BanQu uses blockchain technology to provide a formal economic identity to the world’s unbanked population. This identity, which is an accumulation of securely recorded transactions, affords access to formal financial services, government services, development assistance and more.

BanQu is the world’s first technology to use blockchain to generate an economic identity and enable financial inclusion. Anyone who has access to a mobile phone can join BanQu, owing to its compatibility with all types of mobile phones, and availability in all languages. Once users create an account, they can start making transactions which are recorded on blockchain, a distributed digital ledger of transactions that is both secure and immutable. Each party in the transaction receives an equal record, which serves to democratise access and ownership of personal data. As these transactions accumulate, they begin to constitute an individual’s economic identity. Transactions need not only be buying and selling – they can also include property records, educational and employment certifications and more.

There are a number of applications in which BanQu is beneficial. Foremost, populations such as refugees and those living in extreme poverty gain access to a secure record of their legal identity. This assists them in accessing formal finance and government services. For development organisations and government agencies, BanQu provides a secure platform for distributing aid and benefits. In addition, it helps to formalise informal economic transactions, manage black markets, and prevent corruption. For companies, BanQu provides a way to connect with suppliers at the bottom of the pyramid – each transaction recorded on BanQu is geo-tagged, allowing products to be traced throughout their value chain. This maximises traceability and transparency throughout the supply chain, and helps firms manage supply chain risks relating to poverty, human rights and the environment.

In June 2018, BanQu partnered with Anheuser-Busch InBev in Zambia to connect 2,000 small scale cassava farmers to BanQu. Cassava is an important source of starch for AB InBev’s local brand, Zambian Breweries. The firms hope to improve traceability and transparency in their supply chain by formalising transactions with farmers at the bottom of the pyramid.

Why you should care

Most people in developed countries take for granted that we can use our passport or other formal identification to access finance and government services. However, it is presently estimated that around 2.5 billion people do not have a formal economic identity, which severely limits their ability to participate in the global economy, access aid and assistance, and more.
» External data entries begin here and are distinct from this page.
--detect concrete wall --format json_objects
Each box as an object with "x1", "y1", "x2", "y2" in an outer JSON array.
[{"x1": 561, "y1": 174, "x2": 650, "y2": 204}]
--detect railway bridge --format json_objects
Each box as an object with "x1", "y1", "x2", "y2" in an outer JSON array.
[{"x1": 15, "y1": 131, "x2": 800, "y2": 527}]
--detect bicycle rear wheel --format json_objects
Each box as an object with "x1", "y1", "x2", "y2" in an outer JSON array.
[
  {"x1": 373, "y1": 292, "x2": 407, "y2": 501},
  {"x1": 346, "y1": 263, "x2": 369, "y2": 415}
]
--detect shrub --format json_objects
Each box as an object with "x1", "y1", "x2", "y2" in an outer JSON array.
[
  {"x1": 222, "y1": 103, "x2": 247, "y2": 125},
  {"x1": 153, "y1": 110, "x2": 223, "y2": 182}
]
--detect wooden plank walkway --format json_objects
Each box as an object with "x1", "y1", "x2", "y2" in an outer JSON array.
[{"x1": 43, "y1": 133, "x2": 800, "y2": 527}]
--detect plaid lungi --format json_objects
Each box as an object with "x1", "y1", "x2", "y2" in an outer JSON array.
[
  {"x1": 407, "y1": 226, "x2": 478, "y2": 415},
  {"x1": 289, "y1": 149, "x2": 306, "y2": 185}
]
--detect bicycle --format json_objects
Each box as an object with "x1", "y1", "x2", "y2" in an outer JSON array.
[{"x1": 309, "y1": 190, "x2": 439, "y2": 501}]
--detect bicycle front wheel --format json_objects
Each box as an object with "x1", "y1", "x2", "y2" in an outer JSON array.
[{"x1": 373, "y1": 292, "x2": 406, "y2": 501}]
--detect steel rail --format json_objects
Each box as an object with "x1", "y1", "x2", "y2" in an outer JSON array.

Because 60% of this population has access to some sort of mobile phone, BanQu has used mobile technology to provide a secure, immutable platform for individuals to store evidence of their identity.

How the Global Goals are addressed

No poverty

BanQu securely records evidence of transactions like property ownership and financial transactions, ultimately creating an economic identity that can be used to give vulnerable people access to economic resources and basic services.

Decent work and economic growth

BanQu has helped over 15,000 people secure their economic identity and gain access to financial services since 2016.